Einde inhoudsopgave
Beleidsregels Buitengewoon Opsporingsambtenaar
11.3 Bekwaamheidseis domein VI Generieke opsporing
Geldend
Geldend vanaf 01-01-2023
- Bronpublicatie:
02-12-2022, Stcrt. 2022, 33428 (uitgifte: 12-12-2022, regelingnummer: 4252898)
- Inwerkingtreding
01-01-2023
- Bronpublicatie inwerkingtreding:
02-12-2022, Stcrt. 2022, 33428 (uitgifte: 12-12-2022, regelingnummer: 4252898)
- Vakgebied(en)
Politierecht / Bevoegdheden
Strafprocesrecht / Voorfase
De bekwaamheidseis bestaat uit het boa basisexamen (het boa-getuigschrift) en - indien de boa generieke opsporing beschikt over politiebevoegdheden, vrijheidsbeperkende middelen en geweldsmiddelen - de bekwaamheidseisen uit de RTGB.

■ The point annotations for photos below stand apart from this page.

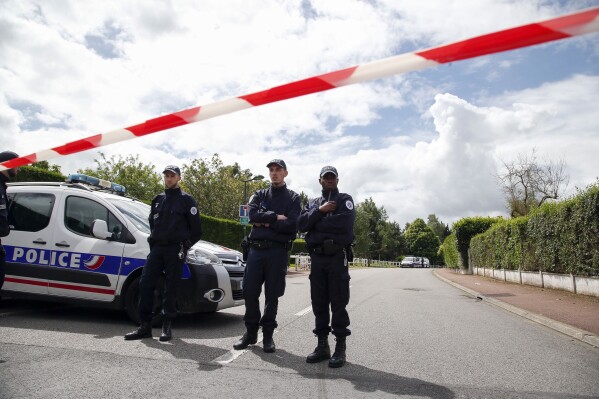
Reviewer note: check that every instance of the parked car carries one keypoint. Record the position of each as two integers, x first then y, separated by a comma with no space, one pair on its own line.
85,241
415,261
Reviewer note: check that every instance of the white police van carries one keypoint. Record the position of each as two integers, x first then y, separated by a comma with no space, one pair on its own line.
83,240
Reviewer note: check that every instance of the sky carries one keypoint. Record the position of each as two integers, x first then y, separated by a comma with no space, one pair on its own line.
420,143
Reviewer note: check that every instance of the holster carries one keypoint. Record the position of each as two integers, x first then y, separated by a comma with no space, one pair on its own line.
245,248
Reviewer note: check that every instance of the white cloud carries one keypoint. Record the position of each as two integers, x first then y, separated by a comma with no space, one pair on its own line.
160,57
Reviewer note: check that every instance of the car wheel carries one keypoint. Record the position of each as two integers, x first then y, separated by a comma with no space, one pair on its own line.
132,301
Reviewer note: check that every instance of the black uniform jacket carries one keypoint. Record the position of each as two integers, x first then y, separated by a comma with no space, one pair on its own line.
337,225
4,227
175,218
264,207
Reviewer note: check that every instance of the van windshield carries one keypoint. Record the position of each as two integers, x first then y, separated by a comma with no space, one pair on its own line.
136,212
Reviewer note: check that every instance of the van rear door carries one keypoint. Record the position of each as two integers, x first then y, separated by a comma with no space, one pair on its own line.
28,246
87,267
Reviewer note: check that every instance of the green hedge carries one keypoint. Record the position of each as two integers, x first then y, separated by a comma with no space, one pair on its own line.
467,228
449,251
560,237
299,246
229,233
31,173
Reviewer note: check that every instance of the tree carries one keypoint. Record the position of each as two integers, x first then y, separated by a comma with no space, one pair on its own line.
368,228
218,188
527,184
421,240
46,166
393,243
439,228
141,180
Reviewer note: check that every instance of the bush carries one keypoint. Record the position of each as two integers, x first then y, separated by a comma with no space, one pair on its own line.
560,237
31,173
449,252
467,228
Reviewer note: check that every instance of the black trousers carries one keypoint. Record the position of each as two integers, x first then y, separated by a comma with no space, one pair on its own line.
2,265
162,259
329,288
268,267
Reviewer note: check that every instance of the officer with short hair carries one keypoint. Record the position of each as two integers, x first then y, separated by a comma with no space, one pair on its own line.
5,176
273,214
329,223
175,226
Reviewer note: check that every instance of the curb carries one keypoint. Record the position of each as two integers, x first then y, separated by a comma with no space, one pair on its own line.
574,332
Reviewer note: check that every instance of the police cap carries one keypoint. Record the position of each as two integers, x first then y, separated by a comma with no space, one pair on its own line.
7,156
172,168
328,169
279,162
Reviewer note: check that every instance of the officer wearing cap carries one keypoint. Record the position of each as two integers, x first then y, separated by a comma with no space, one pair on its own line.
5,176
273,214
174,227
329,223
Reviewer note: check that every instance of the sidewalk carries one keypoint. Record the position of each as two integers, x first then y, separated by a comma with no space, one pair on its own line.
574,315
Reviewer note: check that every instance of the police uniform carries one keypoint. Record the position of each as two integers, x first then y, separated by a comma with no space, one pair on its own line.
268,258
329,238
175,226
4,207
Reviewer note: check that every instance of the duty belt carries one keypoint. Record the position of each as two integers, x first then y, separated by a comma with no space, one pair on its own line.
328,249
265,244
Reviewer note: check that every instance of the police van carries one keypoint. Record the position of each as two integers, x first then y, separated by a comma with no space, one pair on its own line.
84,240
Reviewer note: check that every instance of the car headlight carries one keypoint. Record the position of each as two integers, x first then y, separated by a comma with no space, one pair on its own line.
199,256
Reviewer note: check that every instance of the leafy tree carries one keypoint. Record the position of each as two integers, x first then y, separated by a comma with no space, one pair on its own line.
46,166
439,228
527,184
39,171
141,180
219,188
393,243
421,240
368,228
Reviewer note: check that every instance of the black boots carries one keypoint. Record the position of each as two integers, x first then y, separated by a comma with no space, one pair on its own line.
268,344
322,351
144,331
167,332
338,358
249,338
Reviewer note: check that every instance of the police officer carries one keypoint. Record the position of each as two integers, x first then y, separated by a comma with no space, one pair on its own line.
5,176
273,214
329,223
175,226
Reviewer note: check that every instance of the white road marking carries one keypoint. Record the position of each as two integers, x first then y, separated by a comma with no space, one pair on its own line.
304,311
233,354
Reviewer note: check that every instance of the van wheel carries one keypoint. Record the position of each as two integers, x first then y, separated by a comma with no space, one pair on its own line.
132,300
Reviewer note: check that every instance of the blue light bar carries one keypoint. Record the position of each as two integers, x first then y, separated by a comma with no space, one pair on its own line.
94,181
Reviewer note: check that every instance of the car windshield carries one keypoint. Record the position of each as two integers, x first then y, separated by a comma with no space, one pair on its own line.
136,212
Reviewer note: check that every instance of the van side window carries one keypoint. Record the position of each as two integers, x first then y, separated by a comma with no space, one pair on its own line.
81,212
30,211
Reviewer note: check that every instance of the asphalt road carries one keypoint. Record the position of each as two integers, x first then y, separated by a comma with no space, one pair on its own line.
413,336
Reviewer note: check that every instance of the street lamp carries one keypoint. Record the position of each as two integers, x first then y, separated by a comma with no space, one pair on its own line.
245,182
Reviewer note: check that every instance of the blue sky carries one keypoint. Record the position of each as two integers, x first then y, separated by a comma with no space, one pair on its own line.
419,143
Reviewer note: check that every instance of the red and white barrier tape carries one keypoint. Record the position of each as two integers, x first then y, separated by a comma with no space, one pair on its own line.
527,35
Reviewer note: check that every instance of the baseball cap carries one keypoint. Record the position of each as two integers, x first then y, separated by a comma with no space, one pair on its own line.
172,168
7,156
328,169
279,162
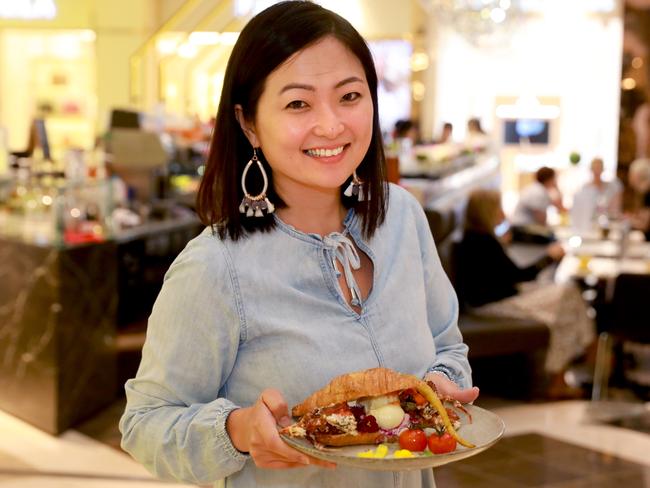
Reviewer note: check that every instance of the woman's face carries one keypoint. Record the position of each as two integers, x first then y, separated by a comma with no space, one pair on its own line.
314,119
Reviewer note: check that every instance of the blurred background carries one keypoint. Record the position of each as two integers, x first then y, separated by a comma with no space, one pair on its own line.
106,112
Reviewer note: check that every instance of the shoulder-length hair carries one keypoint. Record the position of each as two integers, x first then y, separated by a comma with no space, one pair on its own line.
482,213
266,42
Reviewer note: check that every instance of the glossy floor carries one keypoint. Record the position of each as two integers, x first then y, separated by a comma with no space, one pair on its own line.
558,445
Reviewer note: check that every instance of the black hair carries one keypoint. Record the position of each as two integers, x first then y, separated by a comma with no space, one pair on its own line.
267,41
544,174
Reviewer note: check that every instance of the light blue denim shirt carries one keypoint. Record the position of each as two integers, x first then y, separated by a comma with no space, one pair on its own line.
234,318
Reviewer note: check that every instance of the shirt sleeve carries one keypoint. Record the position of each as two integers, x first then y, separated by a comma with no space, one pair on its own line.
174,422
450,356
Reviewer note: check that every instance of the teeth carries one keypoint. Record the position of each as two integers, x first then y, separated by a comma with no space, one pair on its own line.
324,153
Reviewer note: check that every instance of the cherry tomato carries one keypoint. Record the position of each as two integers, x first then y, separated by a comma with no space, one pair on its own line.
413,440
441,443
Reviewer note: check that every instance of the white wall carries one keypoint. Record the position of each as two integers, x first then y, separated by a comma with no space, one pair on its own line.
575,57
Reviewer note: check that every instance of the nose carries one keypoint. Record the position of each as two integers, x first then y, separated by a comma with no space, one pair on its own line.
328,123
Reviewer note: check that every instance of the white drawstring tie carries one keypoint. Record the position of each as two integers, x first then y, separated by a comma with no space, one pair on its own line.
345,253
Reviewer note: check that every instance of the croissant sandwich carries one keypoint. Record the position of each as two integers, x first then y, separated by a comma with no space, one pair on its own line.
371,407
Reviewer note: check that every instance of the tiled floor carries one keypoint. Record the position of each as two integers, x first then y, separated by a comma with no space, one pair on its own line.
553,445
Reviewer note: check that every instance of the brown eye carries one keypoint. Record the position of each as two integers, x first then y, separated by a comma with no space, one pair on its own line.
351,97
296,105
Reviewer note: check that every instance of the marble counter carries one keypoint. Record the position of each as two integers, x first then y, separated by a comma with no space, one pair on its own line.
60,310
57,330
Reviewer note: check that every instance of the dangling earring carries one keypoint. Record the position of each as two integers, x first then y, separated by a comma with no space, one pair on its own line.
355,188
253,205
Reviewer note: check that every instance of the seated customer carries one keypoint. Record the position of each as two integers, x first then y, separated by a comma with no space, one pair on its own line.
529,219
492,283
597,198
639,179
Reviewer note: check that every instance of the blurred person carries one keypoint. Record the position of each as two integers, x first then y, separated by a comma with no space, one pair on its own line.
493,285
597,199
476,139
323,270
406,130
529,218
639,180
446,134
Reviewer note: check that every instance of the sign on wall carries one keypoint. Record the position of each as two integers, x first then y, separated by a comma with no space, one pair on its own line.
28,9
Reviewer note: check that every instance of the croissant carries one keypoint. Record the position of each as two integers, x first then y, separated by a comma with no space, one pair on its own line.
350,387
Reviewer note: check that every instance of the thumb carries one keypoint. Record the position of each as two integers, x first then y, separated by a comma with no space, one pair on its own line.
274,401
466,396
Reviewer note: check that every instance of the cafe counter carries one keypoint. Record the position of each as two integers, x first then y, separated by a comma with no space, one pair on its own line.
61,307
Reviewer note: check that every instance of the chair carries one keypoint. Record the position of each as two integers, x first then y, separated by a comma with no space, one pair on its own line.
629,321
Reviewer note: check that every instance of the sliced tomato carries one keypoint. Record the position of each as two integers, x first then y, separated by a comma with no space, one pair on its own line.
413,440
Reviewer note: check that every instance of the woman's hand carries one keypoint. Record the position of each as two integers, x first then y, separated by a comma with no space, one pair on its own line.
255,430
446,387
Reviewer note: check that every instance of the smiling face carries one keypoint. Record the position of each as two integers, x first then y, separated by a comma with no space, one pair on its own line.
314,119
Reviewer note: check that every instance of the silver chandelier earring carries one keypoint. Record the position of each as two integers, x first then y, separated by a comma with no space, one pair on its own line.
355,188
253,205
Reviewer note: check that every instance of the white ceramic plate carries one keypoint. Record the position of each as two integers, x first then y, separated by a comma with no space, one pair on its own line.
484,431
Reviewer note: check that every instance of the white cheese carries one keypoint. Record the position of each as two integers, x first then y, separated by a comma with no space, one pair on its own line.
388,416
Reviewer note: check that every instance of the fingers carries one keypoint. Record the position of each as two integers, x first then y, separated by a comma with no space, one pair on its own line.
276,404
466,396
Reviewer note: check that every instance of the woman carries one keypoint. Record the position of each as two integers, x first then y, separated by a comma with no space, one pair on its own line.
492,283
639,180
320,275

Het merendeel van de diensten wiens boa’s vallen binnen het domein generieke opsporing beschikt over een eigen opleiding ten behoeve van hun overige werknemers die zich (op grond van artikel 141 Wetboek van Strafvordering) bezig houden met de strafrechtelijke handhaving. Het is de verantwoordelijkheid van de boa-werkgever om zijn boa’s generieke opsporing aanvullend op te leiden voor hun specifieke taak. Net als voor alle andere boa’s geldt dat de politieboa’s slechts bevoegd zijn voor die feiten die vallen binnen hun taakomschrijving mits wetgeving in formele zin zich hier niet tegen verzet en de boa voldoende bekwaam is om voor die feiten op te treden.